Já aqui tenho falado nos ódios estimação. Desde sempre, que o Youtube me tenta impingir vídeos de audição do Philippe Jaroussky. Quer vendê-lo a todo o preço, no fundo, marimbando-se para o gosto dos utentes. Se tenho de aceitar, para ser justo, que a criatura até tem boa voz, não consigo suportar-lhe a cara mole de plasticina, nem os seus trejeitos de gelatina... É demais, para mim.
Aqui o digo, a ver se o Youtube me ouve e atende à minha reclamação, mais uma vez. Oxalá!

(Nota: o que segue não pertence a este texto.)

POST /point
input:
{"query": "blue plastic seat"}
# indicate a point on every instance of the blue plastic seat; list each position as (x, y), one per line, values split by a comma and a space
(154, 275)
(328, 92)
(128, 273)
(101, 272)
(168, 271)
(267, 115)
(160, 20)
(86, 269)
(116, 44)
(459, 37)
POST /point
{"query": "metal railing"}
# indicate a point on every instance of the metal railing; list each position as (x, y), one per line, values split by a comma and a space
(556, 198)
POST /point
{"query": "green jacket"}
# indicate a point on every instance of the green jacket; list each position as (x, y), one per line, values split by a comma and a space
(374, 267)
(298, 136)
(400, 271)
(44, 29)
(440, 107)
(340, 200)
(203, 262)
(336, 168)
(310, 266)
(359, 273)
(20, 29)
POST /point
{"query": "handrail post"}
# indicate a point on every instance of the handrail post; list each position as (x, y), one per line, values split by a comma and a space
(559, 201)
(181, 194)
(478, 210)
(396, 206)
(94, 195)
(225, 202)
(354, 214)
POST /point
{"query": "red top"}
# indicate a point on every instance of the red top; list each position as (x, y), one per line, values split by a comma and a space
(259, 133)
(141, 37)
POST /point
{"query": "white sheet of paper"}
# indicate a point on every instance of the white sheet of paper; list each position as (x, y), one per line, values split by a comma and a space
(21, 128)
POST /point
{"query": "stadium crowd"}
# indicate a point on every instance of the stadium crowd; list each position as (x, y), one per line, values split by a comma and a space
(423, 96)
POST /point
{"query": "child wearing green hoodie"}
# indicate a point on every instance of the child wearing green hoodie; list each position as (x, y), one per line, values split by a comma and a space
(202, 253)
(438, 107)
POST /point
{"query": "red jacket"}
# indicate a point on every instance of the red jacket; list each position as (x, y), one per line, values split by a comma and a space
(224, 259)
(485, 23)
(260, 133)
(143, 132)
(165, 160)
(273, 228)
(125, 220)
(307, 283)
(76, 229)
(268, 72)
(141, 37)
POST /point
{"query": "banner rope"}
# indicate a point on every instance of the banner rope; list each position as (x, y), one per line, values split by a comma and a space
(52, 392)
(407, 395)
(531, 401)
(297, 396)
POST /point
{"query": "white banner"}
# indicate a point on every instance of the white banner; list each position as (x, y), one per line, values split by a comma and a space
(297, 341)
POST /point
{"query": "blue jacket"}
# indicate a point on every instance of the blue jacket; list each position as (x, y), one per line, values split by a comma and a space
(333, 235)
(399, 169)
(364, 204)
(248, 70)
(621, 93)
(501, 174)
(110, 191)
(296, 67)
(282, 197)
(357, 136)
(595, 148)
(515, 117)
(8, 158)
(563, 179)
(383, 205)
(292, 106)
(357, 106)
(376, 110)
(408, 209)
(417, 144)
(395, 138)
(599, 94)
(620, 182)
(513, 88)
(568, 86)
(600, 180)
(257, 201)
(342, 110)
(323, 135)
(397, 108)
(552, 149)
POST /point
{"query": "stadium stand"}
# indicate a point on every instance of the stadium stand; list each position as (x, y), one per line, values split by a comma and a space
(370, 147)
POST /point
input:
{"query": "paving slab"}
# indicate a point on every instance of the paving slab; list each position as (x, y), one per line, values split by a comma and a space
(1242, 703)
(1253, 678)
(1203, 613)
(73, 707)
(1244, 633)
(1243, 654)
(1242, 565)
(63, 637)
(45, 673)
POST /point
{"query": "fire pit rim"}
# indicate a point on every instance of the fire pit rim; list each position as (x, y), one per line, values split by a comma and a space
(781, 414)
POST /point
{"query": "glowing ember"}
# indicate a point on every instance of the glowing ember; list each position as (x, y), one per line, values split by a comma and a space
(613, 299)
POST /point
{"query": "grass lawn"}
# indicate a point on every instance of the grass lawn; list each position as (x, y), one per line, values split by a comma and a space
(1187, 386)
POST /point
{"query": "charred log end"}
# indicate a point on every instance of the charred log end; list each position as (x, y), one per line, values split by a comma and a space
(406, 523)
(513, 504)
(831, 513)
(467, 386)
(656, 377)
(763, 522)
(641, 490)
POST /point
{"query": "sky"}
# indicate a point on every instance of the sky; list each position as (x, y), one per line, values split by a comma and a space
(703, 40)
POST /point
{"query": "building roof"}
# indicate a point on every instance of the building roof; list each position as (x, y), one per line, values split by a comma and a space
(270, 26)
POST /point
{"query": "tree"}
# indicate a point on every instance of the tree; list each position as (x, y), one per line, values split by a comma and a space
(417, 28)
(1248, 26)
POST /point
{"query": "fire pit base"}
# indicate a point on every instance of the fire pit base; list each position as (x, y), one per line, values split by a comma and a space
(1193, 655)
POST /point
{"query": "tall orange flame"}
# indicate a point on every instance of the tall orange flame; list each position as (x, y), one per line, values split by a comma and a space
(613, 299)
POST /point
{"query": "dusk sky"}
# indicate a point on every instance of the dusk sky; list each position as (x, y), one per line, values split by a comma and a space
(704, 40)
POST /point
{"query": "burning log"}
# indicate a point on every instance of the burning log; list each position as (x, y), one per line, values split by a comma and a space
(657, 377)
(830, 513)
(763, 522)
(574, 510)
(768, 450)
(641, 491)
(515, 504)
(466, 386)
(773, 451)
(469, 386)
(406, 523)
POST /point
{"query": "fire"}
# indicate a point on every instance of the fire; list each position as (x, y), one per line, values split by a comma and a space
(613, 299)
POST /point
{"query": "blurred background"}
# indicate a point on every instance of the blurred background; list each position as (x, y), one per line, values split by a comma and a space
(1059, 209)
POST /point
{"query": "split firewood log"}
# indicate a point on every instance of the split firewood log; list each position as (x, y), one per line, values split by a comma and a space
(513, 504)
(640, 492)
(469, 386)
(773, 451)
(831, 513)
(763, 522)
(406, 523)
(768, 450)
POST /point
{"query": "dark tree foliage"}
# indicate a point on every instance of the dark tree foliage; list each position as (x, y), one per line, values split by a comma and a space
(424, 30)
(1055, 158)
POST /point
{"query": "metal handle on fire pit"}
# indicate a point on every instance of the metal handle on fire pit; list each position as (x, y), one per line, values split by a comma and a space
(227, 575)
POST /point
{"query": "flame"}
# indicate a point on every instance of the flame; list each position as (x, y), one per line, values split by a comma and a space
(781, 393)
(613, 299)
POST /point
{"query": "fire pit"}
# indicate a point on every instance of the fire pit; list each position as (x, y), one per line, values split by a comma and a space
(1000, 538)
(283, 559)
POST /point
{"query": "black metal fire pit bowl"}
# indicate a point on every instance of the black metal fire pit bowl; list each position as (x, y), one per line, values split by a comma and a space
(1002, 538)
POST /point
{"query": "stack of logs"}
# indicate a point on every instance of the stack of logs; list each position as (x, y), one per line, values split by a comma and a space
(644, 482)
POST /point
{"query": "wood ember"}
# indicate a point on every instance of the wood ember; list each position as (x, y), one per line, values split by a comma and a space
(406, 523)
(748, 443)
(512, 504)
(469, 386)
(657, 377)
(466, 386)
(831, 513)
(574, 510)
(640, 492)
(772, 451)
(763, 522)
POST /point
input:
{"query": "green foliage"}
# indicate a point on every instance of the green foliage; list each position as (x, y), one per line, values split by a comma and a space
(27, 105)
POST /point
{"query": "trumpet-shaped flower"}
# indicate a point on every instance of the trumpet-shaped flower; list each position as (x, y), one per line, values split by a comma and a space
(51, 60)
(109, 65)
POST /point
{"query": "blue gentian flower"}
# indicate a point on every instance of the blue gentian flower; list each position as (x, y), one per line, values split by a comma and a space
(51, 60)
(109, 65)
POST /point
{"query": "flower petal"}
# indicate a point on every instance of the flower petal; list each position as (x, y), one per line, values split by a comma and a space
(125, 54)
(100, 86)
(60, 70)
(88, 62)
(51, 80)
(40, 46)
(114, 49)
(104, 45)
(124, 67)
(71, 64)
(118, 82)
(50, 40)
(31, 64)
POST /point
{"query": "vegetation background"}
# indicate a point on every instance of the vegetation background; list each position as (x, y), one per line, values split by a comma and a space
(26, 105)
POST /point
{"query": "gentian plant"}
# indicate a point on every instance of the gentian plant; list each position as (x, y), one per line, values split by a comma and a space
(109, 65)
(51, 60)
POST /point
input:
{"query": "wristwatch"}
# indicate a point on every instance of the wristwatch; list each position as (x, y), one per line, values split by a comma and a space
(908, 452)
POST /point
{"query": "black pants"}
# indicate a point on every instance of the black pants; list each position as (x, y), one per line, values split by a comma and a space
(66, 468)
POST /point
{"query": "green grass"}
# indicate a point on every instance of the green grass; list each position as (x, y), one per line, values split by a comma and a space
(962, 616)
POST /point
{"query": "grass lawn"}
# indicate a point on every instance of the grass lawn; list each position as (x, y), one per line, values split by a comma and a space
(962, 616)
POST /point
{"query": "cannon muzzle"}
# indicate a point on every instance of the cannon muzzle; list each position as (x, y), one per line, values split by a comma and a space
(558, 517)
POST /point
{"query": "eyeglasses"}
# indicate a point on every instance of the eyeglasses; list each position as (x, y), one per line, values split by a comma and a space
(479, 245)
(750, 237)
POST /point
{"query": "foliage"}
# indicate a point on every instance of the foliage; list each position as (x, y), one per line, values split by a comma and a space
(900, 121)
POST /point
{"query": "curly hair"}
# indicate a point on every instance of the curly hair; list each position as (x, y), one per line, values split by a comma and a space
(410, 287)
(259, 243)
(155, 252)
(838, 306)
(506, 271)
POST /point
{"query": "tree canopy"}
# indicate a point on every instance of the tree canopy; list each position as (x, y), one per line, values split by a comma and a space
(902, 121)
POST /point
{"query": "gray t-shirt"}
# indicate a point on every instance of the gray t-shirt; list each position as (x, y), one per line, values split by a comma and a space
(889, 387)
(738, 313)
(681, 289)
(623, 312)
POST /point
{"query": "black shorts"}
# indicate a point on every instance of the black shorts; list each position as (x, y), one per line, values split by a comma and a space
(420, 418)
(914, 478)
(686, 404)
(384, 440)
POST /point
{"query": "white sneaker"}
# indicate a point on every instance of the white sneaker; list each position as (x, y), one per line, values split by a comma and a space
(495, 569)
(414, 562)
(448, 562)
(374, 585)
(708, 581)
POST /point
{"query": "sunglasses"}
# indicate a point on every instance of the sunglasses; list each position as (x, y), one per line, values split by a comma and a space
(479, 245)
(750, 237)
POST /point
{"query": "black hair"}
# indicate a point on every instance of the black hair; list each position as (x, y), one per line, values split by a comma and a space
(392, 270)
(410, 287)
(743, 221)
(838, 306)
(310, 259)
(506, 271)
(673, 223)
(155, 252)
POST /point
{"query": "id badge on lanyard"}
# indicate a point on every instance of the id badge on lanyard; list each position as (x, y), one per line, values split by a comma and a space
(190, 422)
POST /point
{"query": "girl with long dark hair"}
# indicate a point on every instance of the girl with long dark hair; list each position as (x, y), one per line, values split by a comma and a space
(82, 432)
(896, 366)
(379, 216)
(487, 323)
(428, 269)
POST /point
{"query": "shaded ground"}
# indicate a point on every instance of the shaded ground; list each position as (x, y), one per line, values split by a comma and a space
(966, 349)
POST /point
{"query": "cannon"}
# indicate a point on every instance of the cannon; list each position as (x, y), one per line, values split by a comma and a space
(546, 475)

sábado, 12 de julho de 2014

Os algoritmos, ou as parvoíces mecânicas


 A fazer fé na definição sucinta e comum, o algoritmo é uma "sequência finita de instruções definidas e não ambíguas, que podem ser executadas mecanicamente".
Ou seja, e por palavras minhas, é uma ordem dada, eventualmente a um robot ou motor de busca que, na sua estandardização ou generalização abusiva, e na sua inerte mentalidade (?) alternativa, está eivada de boçalidades subjectivas e mecânicas.
Só assim eu posso compreender que, quando eu clico "Youtube", o painel que abre me recomende duas ou três audições indigentes de André Rieu, que é uma espécie de Quim Barreiros da música clássica mais rasteira; ou, pior ainda, que desde a véspera da visita de Letizia e Filipe VI, a Portugal, e sendo eu republicano, me inunde de "recomendados" do canal CasaRealTV (espanhola), com que não sinto a menor afinidade...
Arre!, que são burros, estes algoritmos!